15Lorsque Libération parle d’hystérie anticaucasienne pour qualifier le comportement des Moscovites, la disqualification découle du sémantisme du préfixe anti- et de la charge axiologique du terme hystérie. Elle procède également de façon plus souterraine du syllogisme sous-jacent à l’énoncé. Reprenons notre extrait :

24 heures après la tragédie, les Moscovites encore sous le choc ont facilement cédé à l’hystérie anticaucasienne. Même si aucun élément de l’enquête ne permet de prouver un lien entre l’attentat de mardi soir et le combat indépendantiste tchétchène, presque tout le monde croit à cette piste.16L’énoncé repose sur le syllogisme suivant : quand on accuse un groupe sans preuve, cela relève de l’hystérie ; or, les Moscovites imputent les attentats aux Caucasiens ; donc les Moscovites ont facilement cédé à l’hystérie anticaucasienne.
La réforme judiciaire du ministre Broda fera date par son caractère irréversible. Significatif, à cet égard, est le refus catégorique de l'Autriche de s'abandonner à l'hystérie antiterroriste à la mode, quelles qu'aient pu être les pressions des Allemands ou des Israéliens.17

16Dans ce deuxième extrait, on peut mettre en évidence le syllogisme suivant : quand on prend un groupe pour cible, on s’abandonne à l’hystérie ; or, il est de bon ton de s’attaquer aux terroristes ; donc la plupart des pays s’abandonnent à l’hystérie antiterroriste.

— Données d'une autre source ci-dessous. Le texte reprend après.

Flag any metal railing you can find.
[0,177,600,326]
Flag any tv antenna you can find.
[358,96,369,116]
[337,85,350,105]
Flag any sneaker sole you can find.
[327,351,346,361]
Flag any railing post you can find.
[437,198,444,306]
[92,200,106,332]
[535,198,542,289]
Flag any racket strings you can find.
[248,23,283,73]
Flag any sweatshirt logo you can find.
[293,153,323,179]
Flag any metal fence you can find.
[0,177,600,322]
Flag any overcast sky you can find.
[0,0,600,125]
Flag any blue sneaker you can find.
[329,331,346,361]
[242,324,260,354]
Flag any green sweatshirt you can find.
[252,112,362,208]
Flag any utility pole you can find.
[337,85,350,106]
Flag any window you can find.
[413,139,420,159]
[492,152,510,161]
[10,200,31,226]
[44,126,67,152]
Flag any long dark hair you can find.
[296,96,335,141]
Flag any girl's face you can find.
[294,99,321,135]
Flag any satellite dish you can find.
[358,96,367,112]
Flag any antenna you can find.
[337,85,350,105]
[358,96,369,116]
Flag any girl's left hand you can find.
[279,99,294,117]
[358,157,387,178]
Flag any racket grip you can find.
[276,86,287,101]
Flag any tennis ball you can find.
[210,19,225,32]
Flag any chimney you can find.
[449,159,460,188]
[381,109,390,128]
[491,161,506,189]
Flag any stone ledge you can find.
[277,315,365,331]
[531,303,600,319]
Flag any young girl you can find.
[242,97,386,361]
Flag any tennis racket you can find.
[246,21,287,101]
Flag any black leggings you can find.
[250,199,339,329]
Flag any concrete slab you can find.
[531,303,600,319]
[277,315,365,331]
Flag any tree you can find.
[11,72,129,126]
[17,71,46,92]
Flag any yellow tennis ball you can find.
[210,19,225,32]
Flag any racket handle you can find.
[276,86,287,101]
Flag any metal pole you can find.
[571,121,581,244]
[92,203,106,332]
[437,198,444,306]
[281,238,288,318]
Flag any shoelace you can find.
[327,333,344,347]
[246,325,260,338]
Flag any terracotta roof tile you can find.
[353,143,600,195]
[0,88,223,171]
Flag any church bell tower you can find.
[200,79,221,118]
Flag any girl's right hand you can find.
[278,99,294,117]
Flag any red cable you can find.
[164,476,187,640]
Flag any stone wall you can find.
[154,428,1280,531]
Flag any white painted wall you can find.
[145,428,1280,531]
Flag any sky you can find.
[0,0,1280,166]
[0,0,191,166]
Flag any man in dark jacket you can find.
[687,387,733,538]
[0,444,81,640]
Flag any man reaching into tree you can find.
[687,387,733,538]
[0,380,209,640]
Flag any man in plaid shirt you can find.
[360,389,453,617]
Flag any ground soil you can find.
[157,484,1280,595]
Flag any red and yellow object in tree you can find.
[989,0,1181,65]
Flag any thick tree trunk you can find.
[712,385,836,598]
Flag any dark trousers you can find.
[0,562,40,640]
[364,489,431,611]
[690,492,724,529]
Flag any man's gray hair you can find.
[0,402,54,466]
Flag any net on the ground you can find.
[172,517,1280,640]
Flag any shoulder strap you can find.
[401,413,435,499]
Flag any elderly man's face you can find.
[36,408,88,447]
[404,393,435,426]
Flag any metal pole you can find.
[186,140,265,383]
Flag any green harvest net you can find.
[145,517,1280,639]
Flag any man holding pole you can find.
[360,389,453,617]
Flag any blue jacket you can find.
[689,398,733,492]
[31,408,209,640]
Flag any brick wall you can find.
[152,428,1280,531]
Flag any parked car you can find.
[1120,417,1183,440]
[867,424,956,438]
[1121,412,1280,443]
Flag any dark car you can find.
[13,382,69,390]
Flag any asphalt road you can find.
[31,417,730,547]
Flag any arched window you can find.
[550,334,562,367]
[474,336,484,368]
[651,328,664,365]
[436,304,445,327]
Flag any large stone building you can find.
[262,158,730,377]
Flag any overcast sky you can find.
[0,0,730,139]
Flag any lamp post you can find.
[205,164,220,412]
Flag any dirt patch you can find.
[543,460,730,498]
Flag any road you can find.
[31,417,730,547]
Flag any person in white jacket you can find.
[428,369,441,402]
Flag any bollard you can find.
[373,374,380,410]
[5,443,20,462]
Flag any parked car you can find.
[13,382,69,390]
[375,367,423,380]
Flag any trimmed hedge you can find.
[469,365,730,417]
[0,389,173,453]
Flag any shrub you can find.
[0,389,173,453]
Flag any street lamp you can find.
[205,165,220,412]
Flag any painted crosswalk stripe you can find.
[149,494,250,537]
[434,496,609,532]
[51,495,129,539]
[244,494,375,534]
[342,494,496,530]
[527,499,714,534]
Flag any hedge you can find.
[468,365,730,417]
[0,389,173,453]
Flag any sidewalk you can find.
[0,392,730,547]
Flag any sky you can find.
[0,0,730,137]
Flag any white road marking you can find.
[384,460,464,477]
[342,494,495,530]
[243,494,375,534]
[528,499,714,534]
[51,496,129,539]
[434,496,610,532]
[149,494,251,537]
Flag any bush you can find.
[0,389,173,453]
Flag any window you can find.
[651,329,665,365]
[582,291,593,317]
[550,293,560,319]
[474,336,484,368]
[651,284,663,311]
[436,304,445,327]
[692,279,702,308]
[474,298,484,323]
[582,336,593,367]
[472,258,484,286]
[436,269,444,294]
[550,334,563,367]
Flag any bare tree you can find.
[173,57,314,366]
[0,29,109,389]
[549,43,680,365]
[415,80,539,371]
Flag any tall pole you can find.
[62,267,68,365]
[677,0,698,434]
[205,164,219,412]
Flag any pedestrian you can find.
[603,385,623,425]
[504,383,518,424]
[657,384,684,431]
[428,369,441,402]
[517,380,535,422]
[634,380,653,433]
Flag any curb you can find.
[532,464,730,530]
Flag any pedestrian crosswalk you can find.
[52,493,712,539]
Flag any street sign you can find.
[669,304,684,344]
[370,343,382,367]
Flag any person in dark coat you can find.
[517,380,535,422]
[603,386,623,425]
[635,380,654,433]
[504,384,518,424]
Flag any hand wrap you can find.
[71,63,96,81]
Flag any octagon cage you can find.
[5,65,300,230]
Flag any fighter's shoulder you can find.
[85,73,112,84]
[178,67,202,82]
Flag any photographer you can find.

17La disqualification implicite du comportement d'autrui procède du sémantisme des mots (anti- implique un comportement adversatif), de la doxa sur laquelle repose l’enthymème qui consiste à fustiger tout déchaînement contre un groupe, une nation, un peuple, à prendre un groupe comme bouc émissaire. Cela a une incidence sur l'ethos de l'autre. En contrepoint, on construit un ethos éthique.

Discours / gesta narrativisé et indexation sur une doxa rationaliste

18Les syntagmes comportant le terme hystérie sont également indexés sur une doxa rationaliste qui procède du sémantisme des verbes introduisant la séquence hystérie suivie d’un relationnel. En effet, les syntagmes s'abandonner à l’hystérie antiterroriste, donner dans l’hystérie nationaliste, céder à l’hystérie anticaucasienne, être en proie à l’hystérie antitchétchène renvoient à des émotions incontrôlables et surtout à des comportements aliénés. Ces verbes comportent les sèmes suivants : + état émotionnel, + aliénation ; – rationalité, – résistance. Ils sont parfois renforcés par des modalisations disqualifiantes, comme facilement, à la mode, qui renvoient à l'argument de la quantité valorisant ce qui est admis par le plus grand nombre.

19Ces syntagmes verbaux sont dévalorisés au regard d'une doxa rationaliste qui consiste à valoriser le contrôle de soi et constituent par ailleurs du discours ou gesta narrativisé dans la mesure où ils condensent des comportements verbo-gestuels.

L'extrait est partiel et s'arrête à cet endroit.